Click Here (news.yahoo.com)

The National Security Agency has been collecting domestic calling records from major telecommunications companies, sources told USA TODAY. Answers to some questions about the program, as described by those sources:

Q: Does the NSA's domestic program mean that my calling records have been secretly collected?

A: In all likelihood, yes. The NSA collected the records of billions of domestic calls. Those include calls from home phones and wireless phones.

Q: Does that mean people listened to my conversations?

A: Eavesdropping is not part of this program.

Q: What was the NSA doing?

A: The NSA collected "call-detail" records. That's telephone industry lingo for the numbers being dialed. Phone customers' names, addresses and other personal information are not being collected as part of this program. The agency, however, has the means to assemble that sort of information, if it so chooses.

Q: When did this start?

A: After the Sept. 11 attacks.

Q: Can I find out if my call records were collected?

A: No. The NSA's work is secret, and the agency won't publicly discuss its operations.

Q: Why did they do this?

A: The agency won't say officially. But sources say it was a way to identify, and monitor, people suspected of terrorist activities.

Q: But I'm not calling terrorists. Why do they need my calls?

A: By cross-checking a vast database of phone calling records, NSA experts can try to pick out patterns that help identify people involved in terrorism.

Q: How is this different from the other NSA programs?

A: NSA programs have historically focused on international communications.
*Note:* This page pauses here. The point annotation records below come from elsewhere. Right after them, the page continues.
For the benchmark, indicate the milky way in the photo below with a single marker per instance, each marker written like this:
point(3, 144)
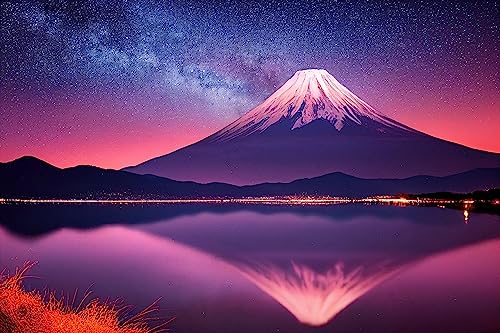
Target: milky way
point(113, 83)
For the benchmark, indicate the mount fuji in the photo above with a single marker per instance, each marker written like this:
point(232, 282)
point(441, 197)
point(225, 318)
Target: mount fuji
point(311, 126)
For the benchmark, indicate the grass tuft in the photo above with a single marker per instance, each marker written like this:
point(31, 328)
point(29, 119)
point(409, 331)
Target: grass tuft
point(31, 311)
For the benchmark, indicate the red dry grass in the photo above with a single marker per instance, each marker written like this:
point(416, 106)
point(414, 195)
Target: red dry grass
point(22, 311)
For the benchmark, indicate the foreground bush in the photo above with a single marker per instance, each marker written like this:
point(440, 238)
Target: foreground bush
point(22, 312)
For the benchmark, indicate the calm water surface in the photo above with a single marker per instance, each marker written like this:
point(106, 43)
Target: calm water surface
point(346, 268)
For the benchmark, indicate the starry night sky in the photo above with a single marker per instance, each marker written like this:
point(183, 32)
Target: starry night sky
point(113, 83)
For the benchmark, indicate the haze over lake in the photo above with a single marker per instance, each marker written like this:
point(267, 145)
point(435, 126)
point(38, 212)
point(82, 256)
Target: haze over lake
point(344, 268)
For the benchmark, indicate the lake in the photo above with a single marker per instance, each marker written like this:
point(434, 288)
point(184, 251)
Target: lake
point(250, 268)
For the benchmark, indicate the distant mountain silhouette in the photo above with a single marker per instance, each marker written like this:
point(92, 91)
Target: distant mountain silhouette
point(309, 127)
point(29, 177)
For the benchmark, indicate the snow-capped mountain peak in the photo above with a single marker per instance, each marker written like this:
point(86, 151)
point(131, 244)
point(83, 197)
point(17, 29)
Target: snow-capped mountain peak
point(309, 95)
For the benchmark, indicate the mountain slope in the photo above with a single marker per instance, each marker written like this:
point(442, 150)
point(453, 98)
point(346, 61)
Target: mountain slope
point(29, 177)
point(311, 126)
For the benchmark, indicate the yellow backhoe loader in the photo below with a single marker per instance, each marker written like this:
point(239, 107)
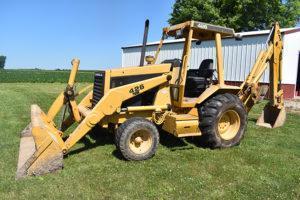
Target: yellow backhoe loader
point(137, 102)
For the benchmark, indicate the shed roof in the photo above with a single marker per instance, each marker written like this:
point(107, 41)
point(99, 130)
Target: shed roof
point(244, 34)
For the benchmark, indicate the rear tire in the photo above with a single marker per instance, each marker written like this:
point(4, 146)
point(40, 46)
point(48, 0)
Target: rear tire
point(223, 121)
point(137, 139)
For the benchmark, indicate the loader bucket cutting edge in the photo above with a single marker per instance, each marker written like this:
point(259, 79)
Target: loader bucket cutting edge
point(272, 117)
point(39, 153)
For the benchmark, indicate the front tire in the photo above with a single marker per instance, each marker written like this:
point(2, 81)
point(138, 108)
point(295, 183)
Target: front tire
point(137, 139)
point(223, 121)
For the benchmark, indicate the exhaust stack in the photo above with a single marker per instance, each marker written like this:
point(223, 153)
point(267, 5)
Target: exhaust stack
point(143, 51)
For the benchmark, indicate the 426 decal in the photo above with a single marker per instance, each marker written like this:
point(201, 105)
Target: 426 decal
point(136, 90)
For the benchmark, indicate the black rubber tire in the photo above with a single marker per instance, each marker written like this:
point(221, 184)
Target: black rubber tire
point(209, 115)
point(129, 127)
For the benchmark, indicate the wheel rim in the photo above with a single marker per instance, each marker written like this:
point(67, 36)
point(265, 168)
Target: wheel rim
point(140, 142)
point(229, 124)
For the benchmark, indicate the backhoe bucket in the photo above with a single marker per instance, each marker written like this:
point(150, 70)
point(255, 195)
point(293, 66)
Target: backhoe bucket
point(39, 151)
point(272, 117)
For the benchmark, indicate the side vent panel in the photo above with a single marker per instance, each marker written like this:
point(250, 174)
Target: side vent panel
point(98, 90)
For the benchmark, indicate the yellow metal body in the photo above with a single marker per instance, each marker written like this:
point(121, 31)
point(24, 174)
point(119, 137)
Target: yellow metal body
point(177, 114)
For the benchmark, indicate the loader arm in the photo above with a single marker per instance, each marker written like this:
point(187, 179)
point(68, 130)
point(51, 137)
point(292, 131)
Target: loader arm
point(42, 146)
point(274, 113)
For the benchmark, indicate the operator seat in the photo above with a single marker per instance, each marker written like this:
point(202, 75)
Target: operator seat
point(199, 79)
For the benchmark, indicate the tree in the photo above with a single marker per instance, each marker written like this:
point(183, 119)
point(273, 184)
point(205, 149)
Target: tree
point(242, 15)
point(2, 61)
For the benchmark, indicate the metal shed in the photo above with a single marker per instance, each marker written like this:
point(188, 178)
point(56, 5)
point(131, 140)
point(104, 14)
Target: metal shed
point(239, 56)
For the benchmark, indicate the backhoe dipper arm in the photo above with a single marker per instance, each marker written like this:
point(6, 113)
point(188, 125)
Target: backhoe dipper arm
point(249, 92)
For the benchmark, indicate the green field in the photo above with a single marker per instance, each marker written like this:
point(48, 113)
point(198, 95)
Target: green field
point(42, 76)
point(264, 166)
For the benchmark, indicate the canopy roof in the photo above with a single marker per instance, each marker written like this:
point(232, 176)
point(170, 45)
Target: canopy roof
point(202, 31)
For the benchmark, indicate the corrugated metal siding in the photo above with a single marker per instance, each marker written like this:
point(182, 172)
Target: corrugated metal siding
point(239, 56)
In December, The New York Times disclosed that President Bush had authorized the NSA to eavesdrop - without warrants - on international phone calls to and from the USA. The call-collecting program is focused on domestic calls, those that originate and terminate within U.S. borders.

Q: Is this legal?

A: That will be a matter of debate. In the past, law enforcement officials had to obtain a court warrant before getting calling records. Telecommunications law assesses hefty fines on phone companies that violate customer privacy by divulging such records without warrants. But in discussing the eavesdropping program last December, Bush said he has the authority to order the NSA to get information without court warrants.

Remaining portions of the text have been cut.